Jadi sekarang ia meminta kami untuk bercerai, berharap harta gono gini. Tak akan, karena Mas Feri tak akan mendapatkan apapun.

[Picik sekali, kamu ingin kami bercerai hanya karena harta. Karena kalian sudah jatuh miskin.] balasku sengit.

[Karena kamu menahan hak Feri. Untuk apa dia bertahan mempunyai istri yang penampilan saja tertutup, tapi hatinya seperti ibl*s! Feri harus menanggung hidup Ibuku dan keluarganya. Sebagai anak lelaki, dia harus bertanggung jawab, kamu jangan menghalangi!] Mbak Misni kembali membalas dan membahas anak lelaki harus bertanggung jawab.

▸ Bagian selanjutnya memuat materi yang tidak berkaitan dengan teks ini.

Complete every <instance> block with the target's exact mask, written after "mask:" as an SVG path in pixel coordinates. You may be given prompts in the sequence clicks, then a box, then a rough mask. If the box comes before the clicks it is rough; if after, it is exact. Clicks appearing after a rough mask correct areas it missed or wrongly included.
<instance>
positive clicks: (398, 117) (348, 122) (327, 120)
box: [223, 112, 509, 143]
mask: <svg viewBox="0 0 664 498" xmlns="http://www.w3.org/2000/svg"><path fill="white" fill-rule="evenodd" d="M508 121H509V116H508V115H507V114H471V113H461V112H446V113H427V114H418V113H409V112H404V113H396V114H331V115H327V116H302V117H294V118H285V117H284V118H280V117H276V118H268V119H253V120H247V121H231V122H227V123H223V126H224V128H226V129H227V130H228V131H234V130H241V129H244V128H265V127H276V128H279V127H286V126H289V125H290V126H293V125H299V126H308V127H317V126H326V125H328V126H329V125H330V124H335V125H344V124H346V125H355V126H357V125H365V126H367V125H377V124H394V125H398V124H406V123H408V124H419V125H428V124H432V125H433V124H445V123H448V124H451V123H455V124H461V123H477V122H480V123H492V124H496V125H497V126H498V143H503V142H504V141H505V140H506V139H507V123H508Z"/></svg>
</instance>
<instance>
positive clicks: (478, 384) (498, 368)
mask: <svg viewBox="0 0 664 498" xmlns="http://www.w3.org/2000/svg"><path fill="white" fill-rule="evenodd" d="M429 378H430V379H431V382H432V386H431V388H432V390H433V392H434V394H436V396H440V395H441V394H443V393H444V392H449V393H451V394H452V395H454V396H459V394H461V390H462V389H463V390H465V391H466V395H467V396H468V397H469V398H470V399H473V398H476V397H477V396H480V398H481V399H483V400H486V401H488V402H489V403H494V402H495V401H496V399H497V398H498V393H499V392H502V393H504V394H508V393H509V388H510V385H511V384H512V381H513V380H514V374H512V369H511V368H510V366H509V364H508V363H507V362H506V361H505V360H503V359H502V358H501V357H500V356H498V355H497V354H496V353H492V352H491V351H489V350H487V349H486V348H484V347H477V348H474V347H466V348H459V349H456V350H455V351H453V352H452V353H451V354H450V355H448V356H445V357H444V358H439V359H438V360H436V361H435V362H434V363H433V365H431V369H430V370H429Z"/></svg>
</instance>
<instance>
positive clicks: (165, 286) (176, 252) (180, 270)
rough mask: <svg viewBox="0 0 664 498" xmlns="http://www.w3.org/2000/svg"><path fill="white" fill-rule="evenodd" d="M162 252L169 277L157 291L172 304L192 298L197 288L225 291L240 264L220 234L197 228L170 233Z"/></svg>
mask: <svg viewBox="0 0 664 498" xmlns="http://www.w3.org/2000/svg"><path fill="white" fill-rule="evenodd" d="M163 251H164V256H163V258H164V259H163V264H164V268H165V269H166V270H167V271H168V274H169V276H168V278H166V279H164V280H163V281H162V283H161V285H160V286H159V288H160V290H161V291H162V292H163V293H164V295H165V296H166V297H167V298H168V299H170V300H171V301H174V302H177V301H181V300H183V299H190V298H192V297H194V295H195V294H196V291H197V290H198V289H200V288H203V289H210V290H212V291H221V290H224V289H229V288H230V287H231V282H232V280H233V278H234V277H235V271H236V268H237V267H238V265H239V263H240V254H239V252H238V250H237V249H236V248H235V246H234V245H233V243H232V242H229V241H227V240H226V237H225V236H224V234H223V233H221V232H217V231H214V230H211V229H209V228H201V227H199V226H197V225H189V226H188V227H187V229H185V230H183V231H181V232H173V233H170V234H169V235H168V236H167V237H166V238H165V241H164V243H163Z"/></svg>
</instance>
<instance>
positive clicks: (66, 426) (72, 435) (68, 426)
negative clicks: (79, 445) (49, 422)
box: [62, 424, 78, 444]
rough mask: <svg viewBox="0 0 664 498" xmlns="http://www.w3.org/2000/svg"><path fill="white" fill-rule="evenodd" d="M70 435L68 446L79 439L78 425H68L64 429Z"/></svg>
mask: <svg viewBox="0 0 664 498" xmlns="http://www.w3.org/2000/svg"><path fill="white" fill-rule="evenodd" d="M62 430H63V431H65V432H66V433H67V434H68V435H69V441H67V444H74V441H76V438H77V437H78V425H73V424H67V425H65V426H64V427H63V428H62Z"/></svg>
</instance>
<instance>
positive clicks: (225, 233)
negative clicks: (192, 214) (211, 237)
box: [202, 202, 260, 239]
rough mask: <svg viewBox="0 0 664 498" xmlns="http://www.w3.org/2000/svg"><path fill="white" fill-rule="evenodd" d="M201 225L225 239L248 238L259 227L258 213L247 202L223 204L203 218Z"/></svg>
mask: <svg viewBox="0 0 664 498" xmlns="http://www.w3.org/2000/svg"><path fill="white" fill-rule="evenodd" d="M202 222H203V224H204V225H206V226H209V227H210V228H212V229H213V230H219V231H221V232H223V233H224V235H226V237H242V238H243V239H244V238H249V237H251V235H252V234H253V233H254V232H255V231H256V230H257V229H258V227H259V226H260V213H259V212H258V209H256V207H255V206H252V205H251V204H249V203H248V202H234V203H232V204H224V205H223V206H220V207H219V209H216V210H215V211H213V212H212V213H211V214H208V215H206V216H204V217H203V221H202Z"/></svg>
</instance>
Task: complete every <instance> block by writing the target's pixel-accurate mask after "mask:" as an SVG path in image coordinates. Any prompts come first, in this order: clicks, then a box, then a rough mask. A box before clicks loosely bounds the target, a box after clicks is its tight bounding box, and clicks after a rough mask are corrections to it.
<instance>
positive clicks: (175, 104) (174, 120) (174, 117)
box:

[Silakan saja minta tanggung jawab dari adikmu, tapi harus menggunakan hartanya sendiri. Karena dia tak punya apa-apa! Bukankah anak lelaki Ibu juga ada Gilang, kenapa hanya Mas Feru yang di tuntut. Jangan tebang pilih jika ingin bijak!] mengirim pesan seakan ia bijak, padahal pilih kasih. Gilang anak kesayangan ibunya tak di tuntut apa-apa.